Heins would receive $48 million in equity awards, based on the company's share price at the end of its latest fiscal year, according to a regulatory filing earlier this year. He would also get $7.5 million in compensation for his salary and bonus under the change of control provisions in his contract.
The company would pay $72,000 in benefits and retirement savings. The plan was approved by shareholders at its annual meeting on July 9.
BlackBerry announced that a sale of the company was one option that would be considered under a strategic review of the company, which has lost market share to Apple and Android-based phones. The long-awaited debut of its new phones this year has failed to turn around the struggling smartphone maker.
The company's strategic review is being headed by Timothy Dattels, a BlackBerry director and a senior partner at TPG Capital, one of the world's largest private equity firms.

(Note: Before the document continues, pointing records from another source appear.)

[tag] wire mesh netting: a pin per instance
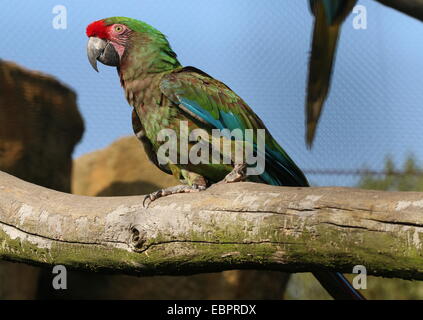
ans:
(260, 50)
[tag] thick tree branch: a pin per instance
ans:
(241, 225)
(413, 8)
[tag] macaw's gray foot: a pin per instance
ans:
(238, 174)
(182, 188)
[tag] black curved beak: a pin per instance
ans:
(103, 51)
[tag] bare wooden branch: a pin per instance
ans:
(413, 8)
(234, 226)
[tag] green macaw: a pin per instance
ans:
(164, 94)
(329, 16)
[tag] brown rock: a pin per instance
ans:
(39, 126)
(120, 169)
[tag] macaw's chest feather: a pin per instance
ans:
(155, 111)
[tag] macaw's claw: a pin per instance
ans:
(182, 188)
(239, 173)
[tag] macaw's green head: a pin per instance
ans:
(111, 40)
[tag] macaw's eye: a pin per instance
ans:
(118, 28)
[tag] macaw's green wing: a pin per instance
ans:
(329, 15)
(215, 105)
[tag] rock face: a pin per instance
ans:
(39, 127)
(123, 169)
(118, 170)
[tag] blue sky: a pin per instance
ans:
(260, 50)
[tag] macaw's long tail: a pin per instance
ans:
(337, 286)
(282, 171)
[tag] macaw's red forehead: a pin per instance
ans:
(98, 29)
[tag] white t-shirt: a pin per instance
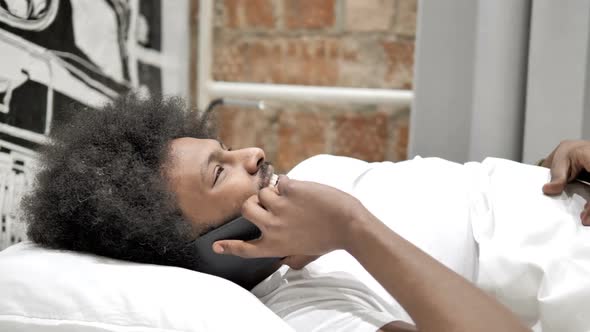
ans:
(423, 200)
(490, 222)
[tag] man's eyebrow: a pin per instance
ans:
(205, 167)
(221, 144)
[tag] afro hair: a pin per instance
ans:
(101, 187)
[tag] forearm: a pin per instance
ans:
(436, 298)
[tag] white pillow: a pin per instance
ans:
(52, 290)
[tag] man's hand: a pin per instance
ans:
(585, 215)
(300, 219)
(566, 162)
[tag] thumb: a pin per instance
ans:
(559, 173)
(239, 248)
(298, 262)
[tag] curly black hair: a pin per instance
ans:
(101, 187)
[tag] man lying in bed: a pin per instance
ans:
(137, 180)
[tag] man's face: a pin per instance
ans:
(211, 182)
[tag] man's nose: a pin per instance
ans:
(253, 159)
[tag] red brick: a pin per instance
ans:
(259, 13)
(300, 136)
(309, 14)
(232, 19)
(400, 64)
(245, 127)
(405, 23)
(369, 15)
(292, 61)
(361, 135)
(248, 14)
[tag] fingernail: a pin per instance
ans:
(218, 248)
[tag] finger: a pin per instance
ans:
(284, 185)
(254, 212)
(298, 262)
(559, 173)
(244, 249)
(549, 160)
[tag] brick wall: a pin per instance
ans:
(352, 43)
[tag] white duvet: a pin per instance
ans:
(534, 253)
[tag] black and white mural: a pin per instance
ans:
(56, 53)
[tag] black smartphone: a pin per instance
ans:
(584, 177)
(246, 272)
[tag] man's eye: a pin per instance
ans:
(217, 173)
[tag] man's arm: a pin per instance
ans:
(436, 298)
(568, 159)
(306, 218)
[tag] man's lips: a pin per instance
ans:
(265, 181)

Fairfax Financial and its chief executive, Prem Watsa, which hold approximately 11 percent of BlackBerry, are considered among possible buyers.

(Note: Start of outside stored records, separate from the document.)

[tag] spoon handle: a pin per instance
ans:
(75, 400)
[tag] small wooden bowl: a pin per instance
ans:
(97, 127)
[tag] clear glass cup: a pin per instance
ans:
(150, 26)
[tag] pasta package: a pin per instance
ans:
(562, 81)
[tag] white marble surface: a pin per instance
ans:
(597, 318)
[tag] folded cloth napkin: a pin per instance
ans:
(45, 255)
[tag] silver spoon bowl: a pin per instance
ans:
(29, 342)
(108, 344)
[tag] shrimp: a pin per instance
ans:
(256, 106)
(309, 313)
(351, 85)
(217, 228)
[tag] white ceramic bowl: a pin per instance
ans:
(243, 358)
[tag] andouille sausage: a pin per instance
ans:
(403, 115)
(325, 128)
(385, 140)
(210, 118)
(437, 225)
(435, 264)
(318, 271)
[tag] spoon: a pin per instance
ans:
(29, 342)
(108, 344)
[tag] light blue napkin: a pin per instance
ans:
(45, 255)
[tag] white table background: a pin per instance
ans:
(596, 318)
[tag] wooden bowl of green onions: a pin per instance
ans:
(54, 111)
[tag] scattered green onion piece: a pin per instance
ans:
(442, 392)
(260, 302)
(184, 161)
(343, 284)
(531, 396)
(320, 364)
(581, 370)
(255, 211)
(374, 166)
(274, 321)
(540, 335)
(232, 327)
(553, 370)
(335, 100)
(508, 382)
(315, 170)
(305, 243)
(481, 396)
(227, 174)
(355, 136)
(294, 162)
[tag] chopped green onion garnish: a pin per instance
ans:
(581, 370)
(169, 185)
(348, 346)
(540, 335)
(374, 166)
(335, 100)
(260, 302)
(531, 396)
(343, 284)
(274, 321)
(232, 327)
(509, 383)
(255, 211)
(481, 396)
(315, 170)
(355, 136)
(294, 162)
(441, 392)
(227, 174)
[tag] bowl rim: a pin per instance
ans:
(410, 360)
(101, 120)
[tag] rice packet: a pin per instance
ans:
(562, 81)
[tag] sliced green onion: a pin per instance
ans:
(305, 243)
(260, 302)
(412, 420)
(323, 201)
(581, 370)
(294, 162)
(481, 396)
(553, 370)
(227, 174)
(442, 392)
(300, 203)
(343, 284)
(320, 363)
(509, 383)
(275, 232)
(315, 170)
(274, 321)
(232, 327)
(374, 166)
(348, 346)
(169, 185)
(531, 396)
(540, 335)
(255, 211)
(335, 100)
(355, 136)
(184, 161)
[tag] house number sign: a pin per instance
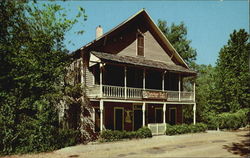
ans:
(154, 95)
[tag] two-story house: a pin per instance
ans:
(134, 76)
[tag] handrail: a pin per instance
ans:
(137, 93)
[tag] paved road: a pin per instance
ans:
(210, 144)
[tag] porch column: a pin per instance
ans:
(194, 91)
(125, 81)
(194, 109)
(143, 114)
(144, 81)
(179, 87)
(101, 115)
(163, 82)
(81, 68)
(93, 114)
(101, 65)
(164, 113)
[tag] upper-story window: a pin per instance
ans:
(140, 44)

Watsa resigned from the BlackBerry board on Monday due to potential conflicts of interest.
If Heins were to be removed from his job at BlackBerry without a change of control, he would receive a package valued at $22 million, including $5.8 million in compensation for his salary and bonus, $72,000 in benefits and retirement savings and $16.1 million in equity awards.

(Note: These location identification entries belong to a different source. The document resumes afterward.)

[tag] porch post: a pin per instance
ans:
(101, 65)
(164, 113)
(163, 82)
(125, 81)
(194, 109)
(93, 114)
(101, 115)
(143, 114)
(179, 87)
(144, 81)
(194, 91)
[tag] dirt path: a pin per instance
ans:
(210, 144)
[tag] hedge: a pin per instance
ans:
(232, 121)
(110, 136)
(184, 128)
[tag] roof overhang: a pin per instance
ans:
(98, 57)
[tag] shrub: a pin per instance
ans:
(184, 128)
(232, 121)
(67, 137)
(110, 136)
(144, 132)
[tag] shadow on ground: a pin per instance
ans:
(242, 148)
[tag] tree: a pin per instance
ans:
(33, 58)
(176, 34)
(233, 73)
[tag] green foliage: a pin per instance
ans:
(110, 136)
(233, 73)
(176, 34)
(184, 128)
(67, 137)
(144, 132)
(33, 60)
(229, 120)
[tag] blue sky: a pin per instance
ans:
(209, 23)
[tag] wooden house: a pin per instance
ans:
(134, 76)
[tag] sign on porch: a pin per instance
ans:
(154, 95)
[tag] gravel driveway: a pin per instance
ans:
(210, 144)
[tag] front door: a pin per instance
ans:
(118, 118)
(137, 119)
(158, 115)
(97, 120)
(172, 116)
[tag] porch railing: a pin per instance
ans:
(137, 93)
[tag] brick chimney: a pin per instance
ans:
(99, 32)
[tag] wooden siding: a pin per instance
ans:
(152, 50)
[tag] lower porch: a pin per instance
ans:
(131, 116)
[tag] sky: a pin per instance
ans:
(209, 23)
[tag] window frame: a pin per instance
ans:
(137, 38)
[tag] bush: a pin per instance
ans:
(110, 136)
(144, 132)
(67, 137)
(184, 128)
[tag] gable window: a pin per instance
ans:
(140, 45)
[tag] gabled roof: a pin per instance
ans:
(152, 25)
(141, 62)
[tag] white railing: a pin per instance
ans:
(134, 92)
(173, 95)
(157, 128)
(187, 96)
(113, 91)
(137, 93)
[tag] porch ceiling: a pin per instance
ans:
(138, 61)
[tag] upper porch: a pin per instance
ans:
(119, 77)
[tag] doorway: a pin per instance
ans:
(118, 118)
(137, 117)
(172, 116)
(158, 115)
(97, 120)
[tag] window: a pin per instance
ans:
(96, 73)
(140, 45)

The BlackBerry, pioneered in 1999, had been the dominant smartphone for on-the-go business people and other consumers before Apple debuted the iPhone in 2007. In the years since, BlackBerry Ltd. has been hammered by competition from the iPhone as well as Android-based rivals.
Heins was named CEO in January 2012, replacing co-founders and co-CEOs Mike Lazaridis and Jim Balsillie, who stepped down after shareholders demanded a management shakeup.
This past January, BlackBerry unveiled new phones running a revamped operating system called BlackBerry 10 (Review) designed to better compete. But its market share continues to lag. IDC said last week BlackBerry has fallen to fourth place in global smartphone sales, now trailing Microsoft. BlackBerry also warned in June of future losses.
CIBC analyst Todd Coupland suggested BlackBerry could be worth as much as $20 per share in a takeover, and that big technology companies as well as private equity firms could be interested.
Mike Walkley, an analyst with Canaccord Genuity, said Tuesday the stock is up on takeover speculation. He believes the company is worth $8 per share.